As he did in “The Life and Times of Tim,” Dildarian has also corralled a bevy of celebrity voices for “Ten Year Old Tom” including Jennifer Coolidge (the mother of Dakota, played by Gillian Jacobs), John Malkovich (Mr. B) and David Duchovny (Ice Cream Man).
“From Day One, even on the old show, I’ve always been pleasantly surprised and a little shocked at the number of people that say ‘yes,’ he said. “Sometimes when you reach out it seems like a longshot, like ‘Why are we wasting everyone’s time?
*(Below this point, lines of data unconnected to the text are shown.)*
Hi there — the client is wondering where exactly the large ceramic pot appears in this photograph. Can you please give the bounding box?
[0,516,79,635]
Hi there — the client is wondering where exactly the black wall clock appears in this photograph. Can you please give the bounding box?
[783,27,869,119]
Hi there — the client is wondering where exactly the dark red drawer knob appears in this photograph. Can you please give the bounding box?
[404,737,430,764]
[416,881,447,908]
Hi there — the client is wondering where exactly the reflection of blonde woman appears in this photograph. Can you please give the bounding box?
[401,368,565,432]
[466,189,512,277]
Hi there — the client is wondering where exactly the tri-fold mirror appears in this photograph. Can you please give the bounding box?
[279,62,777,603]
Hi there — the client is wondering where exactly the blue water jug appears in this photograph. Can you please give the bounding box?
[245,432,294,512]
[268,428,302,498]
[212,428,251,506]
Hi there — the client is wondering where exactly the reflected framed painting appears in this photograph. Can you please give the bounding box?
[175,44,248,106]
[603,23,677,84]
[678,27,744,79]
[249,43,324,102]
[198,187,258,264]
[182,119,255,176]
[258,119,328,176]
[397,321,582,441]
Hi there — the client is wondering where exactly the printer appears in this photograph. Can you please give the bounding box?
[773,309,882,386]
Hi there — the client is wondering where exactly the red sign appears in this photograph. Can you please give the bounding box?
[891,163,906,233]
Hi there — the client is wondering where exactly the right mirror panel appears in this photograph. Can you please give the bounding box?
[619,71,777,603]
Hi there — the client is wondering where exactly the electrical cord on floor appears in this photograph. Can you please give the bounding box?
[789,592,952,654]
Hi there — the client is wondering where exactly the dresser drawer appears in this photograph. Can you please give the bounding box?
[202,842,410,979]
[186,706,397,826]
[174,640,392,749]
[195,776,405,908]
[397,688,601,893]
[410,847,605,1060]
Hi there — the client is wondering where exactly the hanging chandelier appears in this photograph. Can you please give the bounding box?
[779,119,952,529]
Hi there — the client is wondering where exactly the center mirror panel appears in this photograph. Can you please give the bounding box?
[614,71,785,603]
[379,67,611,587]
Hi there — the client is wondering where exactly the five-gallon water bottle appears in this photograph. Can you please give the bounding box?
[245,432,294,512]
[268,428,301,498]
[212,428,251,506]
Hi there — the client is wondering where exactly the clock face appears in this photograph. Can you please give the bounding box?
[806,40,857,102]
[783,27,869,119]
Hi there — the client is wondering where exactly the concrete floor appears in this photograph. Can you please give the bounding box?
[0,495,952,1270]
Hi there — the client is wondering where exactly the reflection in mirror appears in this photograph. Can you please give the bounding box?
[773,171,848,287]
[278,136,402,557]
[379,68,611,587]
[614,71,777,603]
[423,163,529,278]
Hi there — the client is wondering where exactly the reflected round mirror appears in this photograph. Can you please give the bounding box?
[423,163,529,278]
John Malkovich isn’t going to do this show.’ The casting agents are always a little more confident than I am and they’re like, ‘Let’s just ask.’ Not to pat myself on the back, [the celebs] just respond to the writing — the script is funny, sometimes laugh-out-loud funny — and it is, to some degree, tailored to them.
“I don’t randomly reach out to these people; usually it’s like I know they’re going to respond … there’s something [in the script] I think they’re going to latch on to and have some fun with.”